Wednesday, April 7, 2010

7DRL Aftermath

So it's been about 3 weeks since the 2010 7DRL contest ended and I am starting to look back to see what I did right and wrong and how the contest went overall. In the end, there were 85 competitors in the contest, of which 50 submitted a finished product. I was part of a panel that reviewed all of the completed projects giving scores and feedback, where my project earned a respectable 1.96 overall score putting it at about the 50th percentile. Not bad for my first game I suppose. I got hit hardest in the Roguelike category of all things. I knew that I wasn't going to be earning a 3 in that category, but I was hoping for at least a 2 (a Roguelike-like rating), but apperently, I was unable to sway the judges with my own treatise on the subject. So far I have managed to give two of the top three games a try, PrincessRL and Harmless7DRL.

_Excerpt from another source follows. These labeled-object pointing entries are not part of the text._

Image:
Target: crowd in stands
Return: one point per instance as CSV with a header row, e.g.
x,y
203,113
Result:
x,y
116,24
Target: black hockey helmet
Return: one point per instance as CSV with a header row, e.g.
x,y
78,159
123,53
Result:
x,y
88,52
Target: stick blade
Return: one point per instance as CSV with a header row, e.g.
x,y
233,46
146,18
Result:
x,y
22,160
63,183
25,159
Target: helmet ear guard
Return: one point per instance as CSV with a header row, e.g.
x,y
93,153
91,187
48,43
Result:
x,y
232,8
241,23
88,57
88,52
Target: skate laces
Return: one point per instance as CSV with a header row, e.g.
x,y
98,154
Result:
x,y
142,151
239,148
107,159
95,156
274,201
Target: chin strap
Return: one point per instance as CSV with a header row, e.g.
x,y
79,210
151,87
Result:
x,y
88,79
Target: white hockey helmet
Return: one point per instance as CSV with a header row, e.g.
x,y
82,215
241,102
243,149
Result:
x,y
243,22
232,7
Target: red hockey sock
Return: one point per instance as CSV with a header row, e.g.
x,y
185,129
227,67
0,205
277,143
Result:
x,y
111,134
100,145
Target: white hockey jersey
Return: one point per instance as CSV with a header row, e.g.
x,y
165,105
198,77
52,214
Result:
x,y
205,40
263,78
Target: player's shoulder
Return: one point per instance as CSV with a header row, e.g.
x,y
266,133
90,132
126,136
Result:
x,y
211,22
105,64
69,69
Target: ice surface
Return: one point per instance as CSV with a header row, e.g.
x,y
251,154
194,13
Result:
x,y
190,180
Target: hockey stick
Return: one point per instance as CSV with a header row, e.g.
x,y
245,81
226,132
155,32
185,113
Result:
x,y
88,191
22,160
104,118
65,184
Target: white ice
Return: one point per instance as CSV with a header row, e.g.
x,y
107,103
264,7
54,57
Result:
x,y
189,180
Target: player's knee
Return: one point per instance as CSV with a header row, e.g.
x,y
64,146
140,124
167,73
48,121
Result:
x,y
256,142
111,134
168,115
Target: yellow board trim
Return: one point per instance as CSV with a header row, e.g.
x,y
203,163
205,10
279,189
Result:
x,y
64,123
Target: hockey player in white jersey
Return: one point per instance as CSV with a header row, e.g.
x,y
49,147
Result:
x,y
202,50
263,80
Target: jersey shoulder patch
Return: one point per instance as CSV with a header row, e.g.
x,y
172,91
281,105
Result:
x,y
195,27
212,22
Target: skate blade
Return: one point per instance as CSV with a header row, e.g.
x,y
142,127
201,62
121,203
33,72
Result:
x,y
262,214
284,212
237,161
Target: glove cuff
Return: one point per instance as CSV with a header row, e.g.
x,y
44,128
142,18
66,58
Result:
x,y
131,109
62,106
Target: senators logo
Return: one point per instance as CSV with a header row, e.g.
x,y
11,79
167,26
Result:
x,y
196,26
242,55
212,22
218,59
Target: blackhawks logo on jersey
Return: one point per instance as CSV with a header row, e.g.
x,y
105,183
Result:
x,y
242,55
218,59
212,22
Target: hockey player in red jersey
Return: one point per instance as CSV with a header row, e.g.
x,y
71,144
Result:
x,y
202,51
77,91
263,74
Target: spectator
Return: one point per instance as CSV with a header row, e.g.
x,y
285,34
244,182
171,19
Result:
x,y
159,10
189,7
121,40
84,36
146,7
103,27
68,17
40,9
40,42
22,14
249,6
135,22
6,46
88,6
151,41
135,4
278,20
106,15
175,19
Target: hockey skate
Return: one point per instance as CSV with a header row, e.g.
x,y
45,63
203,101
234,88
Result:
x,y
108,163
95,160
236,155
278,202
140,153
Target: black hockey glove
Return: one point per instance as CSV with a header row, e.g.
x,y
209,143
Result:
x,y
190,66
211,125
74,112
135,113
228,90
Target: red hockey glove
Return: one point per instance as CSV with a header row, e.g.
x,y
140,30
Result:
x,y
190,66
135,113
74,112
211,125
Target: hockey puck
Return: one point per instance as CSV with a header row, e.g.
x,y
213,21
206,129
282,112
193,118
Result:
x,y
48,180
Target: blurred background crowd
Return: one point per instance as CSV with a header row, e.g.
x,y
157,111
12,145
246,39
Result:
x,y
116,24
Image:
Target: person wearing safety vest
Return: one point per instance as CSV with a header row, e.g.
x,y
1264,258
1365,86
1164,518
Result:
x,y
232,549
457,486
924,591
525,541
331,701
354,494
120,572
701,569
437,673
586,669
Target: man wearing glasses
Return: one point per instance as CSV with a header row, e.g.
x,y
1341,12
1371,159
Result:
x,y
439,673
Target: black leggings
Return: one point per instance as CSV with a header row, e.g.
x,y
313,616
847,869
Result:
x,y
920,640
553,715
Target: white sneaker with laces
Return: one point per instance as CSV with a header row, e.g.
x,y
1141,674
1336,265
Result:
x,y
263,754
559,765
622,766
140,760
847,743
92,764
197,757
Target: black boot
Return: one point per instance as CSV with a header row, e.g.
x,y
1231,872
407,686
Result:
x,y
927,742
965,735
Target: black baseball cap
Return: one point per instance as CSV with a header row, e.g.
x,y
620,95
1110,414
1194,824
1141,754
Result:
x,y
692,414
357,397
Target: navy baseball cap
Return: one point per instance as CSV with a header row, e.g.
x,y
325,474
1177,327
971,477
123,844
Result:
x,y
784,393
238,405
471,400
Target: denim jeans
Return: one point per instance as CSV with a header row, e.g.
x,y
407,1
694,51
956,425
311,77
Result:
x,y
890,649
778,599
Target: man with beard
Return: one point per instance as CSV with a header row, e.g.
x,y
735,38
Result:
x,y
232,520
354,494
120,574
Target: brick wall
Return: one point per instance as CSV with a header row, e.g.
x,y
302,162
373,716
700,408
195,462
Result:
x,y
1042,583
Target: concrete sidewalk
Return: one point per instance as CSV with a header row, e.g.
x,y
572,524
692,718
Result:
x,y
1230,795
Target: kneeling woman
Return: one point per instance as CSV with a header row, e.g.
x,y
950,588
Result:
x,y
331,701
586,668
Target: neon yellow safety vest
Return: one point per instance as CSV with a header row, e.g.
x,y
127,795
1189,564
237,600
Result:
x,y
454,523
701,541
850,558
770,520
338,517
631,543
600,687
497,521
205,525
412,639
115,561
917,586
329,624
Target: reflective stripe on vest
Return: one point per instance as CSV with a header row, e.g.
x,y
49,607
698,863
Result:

PrincessRL is a Roguelike adaptation of the Gainax Princess Maker series. The objective is to train your character (a would be princess) proper manners and how to beat people up. Sounds odd, but that's the objective of the source material as well. I haven't completed the game yet, but it is very complete for a 7DRL project, easy just pick up and play (if you are familiar with roguelikes) and innovative.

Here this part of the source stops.